Warum zerstört Trump die liberale Weltordnung?
»Weil er es kann«, antwortete Bierling. »Wenn wir Trump als Ministerpräsident von Luxemburg hätten, dann würden wir uns biegen vor Lachen«, so Bierling. Die USA seien durch ihre strategische Lage mit zwei großen Ozeanen und nur zwei Nachbarländern, sowie einem großen Binnenmarkt, weder militärisch noch wirtschaftlich von anderen Staaten abhängig und fast nicht angreifbar. Die Ära seit 1990 sei geprägt gewesen von der Vorherrschaft des Westens. »Es schien keine Alternative zur Marktwirtschaft und Demokratie zu geben«, sagte Bierling. »China war Anfang der 1990er wirtschaftlich so stark wie Italien und hat einen der rasantesten Aufstiege in der Geschichte hingelegt«, so Bierling. Nun gebe es mit China und Russland neben den USA zwei weitere Großmächte, die nicht mehr bereit sind, nach den Spielregeln des Westens zu spielen. »Das hat vor Trump begonnen, aber weil es ein relativer Abstieg der USA war und Trump versprochen hat, die alten Verhältnisse wieder herzustellen, hat er die Wahl gewonnen«, analysierte Bierling. Ob Putin eine Akte in der Hand habe, mit der er Trump erpressen könne, wisse man nicht, so der Professor. Unplausibel sei das allerdings nicht, denn bei jedem Treffen der beiden führ Putin Trump »am Nasenring durch die Manege«. Zwei Dinge würden Trump auszeichnen: Rachefantasien und Allmächtigkeitswahn. »Er will anerkannt werden. Deshalb redet er dauernd vom Friedensnobelpreis.« Weil Demokratie auf Langsamkeit getrimmt sein, verachte sie Trump. »Er will mit den Großen am Tisch sitzen und mit Xi und Putin die Welt aufteilen. Deshalb redet er von Kanada als 51. Bundesstaat und von der Annektierung Grönlands und des Panamakanals.«
Wer profitiert von Trumps Politik?
Putin und Xi Jinping profitieren, sagt Bierling. »Das Ziel Putins ist es, die Nato auseinanderzudividieren. Das liefert ihm Trump auf dem Silbertablett.« Xi Jinping könne seine Stellung in Asien ausbauen und Trump sei sein Verkaufsargument. Allerdings werde die Hegemonie Chinas keine wohlwollende sein, warnt Bierling. Als Beispiel nannte er eine Autobahn in Montenegro, die die Chinesen geplant, finanziert und mit chinesischen Arbeitern gebaut haben und nun eine überteuerte Maut dafür kassierten.

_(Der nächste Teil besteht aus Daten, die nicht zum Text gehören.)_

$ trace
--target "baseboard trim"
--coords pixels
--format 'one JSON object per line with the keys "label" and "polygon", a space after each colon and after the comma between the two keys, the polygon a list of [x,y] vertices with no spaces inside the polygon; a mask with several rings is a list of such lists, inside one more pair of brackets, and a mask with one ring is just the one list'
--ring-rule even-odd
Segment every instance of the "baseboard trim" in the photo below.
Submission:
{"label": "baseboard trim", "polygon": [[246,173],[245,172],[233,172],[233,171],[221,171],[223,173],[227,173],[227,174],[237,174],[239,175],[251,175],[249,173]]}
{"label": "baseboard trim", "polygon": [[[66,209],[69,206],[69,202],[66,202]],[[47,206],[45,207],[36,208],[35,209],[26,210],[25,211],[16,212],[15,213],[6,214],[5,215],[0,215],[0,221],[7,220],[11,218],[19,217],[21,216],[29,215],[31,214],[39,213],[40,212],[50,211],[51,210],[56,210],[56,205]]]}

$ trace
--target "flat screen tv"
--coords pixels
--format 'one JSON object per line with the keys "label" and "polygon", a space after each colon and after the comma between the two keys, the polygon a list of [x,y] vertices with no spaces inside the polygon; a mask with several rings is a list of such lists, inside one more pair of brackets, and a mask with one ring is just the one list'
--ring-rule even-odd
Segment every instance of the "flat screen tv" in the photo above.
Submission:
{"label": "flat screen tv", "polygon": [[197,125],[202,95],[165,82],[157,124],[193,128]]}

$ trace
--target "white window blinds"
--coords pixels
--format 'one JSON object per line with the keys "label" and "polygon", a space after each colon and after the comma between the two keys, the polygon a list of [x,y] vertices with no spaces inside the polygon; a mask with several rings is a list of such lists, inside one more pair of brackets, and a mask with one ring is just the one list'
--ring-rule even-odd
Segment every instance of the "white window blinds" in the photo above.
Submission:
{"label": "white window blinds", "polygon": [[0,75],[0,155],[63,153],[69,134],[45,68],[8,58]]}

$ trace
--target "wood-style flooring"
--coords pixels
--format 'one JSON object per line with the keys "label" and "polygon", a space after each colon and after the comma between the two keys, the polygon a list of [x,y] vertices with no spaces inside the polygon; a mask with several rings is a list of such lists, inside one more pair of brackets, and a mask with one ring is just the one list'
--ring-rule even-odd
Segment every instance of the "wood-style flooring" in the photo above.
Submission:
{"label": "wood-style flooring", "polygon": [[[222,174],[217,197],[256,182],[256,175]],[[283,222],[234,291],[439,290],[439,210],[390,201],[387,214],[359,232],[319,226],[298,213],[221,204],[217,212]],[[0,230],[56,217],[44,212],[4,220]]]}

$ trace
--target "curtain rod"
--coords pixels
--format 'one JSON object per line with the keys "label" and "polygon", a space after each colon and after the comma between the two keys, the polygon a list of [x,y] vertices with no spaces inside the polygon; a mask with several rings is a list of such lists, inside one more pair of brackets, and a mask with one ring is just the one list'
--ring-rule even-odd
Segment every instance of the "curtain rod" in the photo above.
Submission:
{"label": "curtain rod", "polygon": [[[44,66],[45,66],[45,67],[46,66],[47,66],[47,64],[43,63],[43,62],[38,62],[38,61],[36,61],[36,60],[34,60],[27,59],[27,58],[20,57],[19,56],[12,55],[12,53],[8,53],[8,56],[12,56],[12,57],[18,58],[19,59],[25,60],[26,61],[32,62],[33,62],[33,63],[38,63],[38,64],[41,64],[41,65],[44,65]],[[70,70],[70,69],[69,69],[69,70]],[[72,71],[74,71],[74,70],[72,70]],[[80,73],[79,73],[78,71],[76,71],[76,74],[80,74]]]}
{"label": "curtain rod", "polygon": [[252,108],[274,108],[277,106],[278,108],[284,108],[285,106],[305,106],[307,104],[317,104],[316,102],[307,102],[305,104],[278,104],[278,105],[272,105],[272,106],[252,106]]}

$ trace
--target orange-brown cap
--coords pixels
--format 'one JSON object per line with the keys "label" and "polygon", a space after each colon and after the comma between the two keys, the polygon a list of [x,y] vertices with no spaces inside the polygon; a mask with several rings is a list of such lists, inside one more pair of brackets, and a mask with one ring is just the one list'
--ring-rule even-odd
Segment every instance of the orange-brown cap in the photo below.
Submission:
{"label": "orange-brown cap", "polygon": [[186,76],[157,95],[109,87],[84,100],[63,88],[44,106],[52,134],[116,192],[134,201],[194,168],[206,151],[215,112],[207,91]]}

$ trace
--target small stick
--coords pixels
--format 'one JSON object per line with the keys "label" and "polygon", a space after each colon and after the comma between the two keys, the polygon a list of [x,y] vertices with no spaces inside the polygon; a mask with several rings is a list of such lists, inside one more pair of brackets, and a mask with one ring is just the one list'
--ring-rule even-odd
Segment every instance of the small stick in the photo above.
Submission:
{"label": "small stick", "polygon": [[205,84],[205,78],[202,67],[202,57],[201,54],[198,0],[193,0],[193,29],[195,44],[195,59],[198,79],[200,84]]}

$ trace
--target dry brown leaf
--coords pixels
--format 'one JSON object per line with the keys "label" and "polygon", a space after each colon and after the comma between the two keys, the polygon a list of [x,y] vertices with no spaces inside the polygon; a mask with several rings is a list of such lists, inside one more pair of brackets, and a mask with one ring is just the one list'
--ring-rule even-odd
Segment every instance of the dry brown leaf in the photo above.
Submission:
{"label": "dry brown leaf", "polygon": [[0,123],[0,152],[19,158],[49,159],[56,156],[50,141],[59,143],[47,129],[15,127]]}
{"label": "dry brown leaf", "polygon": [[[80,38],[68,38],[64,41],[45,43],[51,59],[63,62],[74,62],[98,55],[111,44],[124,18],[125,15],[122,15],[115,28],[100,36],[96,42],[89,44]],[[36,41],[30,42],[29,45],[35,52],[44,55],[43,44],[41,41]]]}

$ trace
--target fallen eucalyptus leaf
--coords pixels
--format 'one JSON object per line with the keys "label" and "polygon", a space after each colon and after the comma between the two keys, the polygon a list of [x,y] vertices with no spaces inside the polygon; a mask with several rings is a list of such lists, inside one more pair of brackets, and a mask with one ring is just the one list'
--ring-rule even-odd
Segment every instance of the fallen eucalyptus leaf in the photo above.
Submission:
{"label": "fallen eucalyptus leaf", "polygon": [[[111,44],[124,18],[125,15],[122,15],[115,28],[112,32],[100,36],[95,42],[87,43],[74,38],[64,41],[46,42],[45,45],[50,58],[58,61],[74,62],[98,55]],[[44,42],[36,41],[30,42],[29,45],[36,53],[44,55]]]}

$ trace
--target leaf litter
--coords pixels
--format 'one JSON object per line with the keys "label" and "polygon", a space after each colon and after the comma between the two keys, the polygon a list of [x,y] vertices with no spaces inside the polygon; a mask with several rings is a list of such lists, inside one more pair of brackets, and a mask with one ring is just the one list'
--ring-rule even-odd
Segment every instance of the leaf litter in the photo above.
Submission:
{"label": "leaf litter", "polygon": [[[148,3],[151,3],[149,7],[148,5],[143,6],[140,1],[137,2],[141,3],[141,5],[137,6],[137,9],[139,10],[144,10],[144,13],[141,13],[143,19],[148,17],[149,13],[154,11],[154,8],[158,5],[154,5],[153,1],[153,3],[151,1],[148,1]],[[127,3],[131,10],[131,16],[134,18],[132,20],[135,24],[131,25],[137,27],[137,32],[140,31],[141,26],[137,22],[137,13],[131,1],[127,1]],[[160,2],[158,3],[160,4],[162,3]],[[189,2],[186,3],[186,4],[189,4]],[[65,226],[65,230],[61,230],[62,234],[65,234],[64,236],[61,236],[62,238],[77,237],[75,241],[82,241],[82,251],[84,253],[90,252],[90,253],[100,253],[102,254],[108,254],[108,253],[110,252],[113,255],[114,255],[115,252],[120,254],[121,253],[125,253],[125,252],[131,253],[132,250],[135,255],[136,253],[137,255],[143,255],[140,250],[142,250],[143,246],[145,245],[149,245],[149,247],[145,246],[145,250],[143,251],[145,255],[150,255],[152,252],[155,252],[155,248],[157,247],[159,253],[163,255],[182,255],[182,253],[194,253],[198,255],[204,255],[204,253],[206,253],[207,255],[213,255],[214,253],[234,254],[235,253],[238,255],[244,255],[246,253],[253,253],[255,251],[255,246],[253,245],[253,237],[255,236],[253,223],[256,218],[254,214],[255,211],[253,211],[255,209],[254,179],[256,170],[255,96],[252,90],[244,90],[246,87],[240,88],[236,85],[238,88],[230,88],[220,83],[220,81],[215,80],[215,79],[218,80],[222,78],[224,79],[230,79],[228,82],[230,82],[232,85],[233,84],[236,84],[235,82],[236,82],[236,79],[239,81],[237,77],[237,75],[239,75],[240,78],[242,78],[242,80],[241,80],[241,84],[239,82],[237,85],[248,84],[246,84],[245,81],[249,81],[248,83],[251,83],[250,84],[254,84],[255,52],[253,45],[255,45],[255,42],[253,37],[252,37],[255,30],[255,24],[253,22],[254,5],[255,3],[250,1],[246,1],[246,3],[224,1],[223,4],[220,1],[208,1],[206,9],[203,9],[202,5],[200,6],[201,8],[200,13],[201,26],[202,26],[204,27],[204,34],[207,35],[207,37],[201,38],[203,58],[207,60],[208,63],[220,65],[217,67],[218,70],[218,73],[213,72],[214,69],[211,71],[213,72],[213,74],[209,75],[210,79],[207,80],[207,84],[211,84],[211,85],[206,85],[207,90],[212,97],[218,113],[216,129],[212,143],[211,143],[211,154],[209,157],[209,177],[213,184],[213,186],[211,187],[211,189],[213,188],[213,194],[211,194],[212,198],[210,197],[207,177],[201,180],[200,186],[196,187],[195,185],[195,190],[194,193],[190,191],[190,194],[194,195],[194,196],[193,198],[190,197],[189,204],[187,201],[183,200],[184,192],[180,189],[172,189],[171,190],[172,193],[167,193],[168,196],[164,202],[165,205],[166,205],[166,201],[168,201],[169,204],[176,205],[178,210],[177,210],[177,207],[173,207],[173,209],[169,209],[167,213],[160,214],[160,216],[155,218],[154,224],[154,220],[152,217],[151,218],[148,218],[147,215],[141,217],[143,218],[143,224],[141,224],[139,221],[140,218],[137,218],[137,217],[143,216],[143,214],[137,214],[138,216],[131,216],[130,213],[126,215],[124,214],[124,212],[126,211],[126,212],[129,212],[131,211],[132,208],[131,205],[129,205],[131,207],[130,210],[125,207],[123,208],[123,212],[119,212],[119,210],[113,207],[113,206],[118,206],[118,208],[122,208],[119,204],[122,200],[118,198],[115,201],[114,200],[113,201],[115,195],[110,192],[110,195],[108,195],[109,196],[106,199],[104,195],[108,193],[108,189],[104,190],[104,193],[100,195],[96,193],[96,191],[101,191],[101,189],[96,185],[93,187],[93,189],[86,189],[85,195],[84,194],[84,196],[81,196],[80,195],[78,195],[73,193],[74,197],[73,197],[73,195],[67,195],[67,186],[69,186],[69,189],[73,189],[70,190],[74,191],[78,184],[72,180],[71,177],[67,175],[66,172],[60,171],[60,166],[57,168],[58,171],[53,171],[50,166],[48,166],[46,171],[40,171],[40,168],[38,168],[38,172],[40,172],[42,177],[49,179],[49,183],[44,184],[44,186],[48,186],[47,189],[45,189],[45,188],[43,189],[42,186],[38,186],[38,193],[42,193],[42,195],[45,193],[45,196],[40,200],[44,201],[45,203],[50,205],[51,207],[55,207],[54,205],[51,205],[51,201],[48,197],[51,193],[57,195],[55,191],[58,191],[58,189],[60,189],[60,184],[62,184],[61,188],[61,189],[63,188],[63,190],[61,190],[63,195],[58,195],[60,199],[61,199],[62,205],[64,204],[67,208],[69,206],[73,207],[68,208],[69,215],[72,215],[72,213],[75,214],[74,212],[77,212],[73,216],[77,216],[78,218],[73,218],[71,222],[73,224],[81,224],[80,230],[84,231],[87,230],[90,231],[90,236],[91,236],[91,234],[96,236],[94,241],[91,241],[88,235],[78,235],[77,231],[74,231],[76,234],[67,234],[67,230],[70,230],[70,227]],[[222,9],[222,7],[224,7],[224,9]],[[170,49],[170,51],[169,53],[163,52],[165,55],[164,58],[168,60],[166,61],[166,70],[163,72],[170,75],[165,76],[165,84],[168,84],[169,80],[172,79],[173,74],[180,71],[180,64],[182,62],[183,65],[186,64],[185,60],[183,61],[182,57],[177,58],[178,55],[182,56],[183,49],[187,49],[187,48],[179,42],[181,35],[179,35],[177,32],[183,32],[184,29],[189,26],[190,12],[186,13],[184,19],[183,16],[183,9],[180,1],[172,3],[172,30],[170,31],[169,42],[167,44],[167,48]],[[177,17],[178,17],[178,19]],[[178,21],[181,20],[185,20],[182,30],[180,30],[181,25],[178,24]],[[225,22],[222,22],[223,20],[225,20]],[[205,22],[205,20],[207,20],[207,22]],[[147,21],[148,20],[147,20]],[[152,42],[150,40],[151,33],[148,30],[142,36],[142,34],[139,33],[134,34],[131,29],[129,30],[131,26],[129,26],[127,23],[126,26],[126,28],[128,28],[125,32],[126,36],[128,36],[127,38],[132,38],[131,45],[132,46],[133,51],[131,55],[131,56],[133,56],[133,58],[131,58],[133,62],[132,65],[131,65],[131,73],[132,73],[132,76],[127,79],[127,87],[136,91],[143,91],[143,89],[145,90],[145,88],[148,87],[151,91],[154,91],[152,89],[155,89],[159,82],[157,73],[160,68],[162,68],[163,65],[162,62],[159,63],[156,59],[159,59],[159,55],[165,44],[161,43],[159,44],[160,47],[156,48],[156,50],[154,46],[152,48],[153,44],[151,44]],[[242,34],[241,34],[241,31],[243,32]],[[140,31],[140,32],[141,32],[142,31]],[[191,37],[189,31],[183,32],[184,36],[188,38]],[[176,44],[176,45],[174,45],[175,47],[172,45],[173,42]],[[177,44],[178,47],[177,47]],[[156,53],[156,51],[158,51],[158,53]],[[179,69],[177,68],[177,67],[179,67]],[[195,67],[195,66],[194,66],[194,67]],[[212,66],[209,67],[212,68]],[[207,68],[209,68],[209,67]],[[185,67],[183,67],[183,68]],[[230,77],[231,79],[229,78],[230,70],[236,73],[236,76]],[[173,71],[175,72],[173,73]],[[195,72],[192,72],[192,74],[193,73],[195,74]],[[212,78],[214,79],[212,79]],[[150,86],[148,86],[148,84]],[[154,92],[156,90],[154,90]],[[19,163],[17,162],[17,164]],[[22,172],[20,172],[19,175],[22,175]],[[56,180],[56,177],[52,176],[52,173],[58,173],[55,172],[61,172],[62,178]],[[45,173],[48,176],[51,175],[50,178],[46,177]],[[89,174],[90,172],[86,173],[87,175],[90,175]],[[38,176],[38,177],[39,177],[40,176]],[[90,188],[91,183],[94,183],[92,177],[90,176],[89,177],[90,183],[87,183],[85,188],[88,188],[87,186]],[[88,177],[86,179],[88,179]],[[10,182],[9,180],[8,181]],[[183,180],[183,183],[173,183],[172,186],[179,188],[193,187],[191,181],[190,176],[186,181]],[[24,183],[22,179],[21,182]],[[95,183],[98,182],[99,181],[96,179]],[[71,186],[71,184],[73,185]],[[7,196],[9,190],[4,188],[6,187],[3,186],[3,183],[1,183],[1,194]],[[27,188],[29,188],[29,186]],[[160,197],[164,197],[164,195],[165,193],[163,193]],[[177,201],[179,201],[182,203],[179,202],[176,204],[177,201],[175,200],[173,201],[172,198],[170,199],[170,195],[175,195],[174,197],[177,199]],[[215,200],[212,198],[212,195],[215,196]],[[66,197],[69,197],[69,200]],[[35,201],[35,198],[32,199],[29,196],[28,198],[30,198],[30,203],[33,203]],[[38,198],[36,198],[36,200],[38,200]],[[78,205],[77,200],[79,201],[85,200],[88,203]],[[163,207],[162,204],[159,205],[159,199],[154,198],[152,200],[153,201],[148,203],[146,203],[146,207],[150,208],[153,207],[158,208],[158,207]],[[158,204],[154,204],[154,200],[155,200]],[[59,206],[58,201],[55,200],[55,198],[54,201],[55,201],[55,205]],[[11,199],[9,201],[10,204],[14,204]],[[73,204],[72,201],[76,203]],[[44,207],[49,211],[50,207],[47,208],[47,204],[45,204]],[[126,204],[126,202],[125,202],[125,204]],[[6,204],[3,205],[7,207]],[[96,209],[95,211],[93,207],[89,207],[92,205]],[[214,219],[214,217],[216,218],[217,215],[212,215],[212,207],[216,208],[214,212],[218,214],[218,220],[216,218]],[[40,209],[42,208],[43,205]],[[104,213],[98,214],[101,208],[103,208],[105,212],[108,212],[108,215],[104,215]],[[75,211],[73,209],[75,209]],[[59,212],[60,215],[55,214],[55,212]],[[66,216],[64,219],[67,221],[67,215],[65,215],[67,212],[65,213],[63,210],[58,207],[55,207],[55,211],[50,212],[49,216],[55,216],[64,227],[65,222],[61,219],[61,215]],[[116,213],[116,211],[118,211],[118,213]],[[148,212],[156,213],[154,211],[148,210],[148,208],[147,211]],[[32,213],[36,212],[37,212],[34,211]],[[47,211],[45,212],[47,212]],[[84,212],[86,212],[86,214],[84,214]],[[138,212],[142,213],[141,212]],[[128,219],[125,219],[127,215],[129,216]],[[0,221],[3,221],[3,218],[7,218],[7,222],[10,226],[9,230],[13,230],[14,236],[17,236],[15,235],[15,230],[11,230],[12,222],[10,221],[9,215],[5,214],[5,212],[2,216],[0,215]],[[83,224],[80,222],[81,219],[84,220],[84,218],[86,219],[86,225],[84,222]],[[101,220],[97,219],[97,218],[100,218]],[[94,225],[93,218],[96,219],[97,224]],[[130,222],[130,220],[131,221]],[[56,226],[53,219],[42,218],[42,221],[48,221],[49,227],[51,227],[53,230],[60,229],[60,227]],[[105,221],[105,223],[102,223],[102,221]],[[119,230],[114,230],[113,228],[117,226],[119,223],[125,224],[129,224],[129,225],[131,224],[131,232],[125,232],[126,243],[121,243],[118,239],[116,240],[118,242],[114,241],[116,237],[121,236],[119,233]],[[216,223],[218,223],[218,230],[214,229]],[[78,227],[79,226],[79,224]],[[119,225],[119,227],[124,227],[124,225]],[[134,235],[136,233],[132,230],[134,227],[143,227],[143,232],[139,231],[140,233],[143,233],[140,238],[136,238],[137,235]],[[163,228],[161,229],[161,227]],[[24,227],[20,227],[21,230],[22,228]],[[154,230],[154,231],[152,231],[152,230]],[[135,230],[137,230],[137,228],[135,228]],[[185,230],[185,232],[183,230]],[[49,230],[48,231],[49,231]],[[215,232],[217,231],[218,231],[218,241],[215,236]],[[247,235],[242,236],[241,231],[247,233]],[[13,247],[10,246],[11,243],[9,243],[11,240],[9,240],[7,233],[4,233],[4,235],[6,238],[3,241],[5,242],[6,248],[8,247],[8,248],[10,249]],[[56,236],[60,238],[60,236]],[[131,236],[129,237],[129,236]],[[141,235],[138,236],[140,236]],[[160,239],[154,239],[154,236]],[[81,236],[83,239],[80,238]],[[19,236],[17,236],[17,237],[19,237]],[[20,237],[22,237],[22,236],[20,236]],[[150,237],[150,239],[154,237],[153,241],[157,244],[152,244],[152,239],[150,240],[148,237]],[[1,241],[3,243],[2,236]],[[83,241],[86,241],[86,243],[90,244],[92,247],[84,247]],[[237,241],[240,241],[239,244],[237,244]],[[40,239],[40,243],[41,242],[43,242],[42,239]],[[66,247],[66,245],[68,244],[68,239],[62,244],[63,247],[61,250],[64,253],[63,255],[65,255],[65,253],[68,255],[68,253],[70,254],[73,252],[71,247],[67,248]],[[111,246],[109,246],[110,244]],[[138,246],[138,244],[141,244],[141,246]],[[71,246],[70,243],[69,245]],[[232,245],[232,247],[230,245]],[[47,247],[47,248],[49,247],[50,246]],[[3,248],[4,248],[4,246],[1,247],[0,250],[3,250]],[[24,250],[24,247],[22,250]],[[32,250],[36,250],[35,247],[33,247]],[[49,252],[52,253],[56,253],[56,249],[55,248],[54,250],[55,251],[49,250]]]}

Was bedeutet Trump für Europa?
Als Putin und Selenskyj in Riad verhandelten, sei das der »schlimmste Alptraum der Europäer« gewesen. Denn ein ur-europäisches Problem werde ohne Europa gelöst. »Es gab seit dem Kalten Krieg immer die Angst, dass Europa ein Spielbrett der Mächtigen wird. Nun ist es so weit.« Europa könne sich gegen Trumps Zölle nicht wehren, weil die europäischen Armeen es derzeit ohne die USA nicht mit Russland aufnehmen könnten. Das Geld, das die Europäer in die Rüstung steckten, werde ineffizient versenkt, sagte Bierling. Denn die Europäer hätten 178 Großwaffensysteme, die teilweise untereinander nicht kompatibel sind, während die Amerikaner nur 30 Großwaffensysteme hätten, so Bierling. Allein 17 verschiedene Kampfpanzertypen gebe es in europäischen Nato-Armeen, weshalb die Stückzahlen entsprechend hoch seien.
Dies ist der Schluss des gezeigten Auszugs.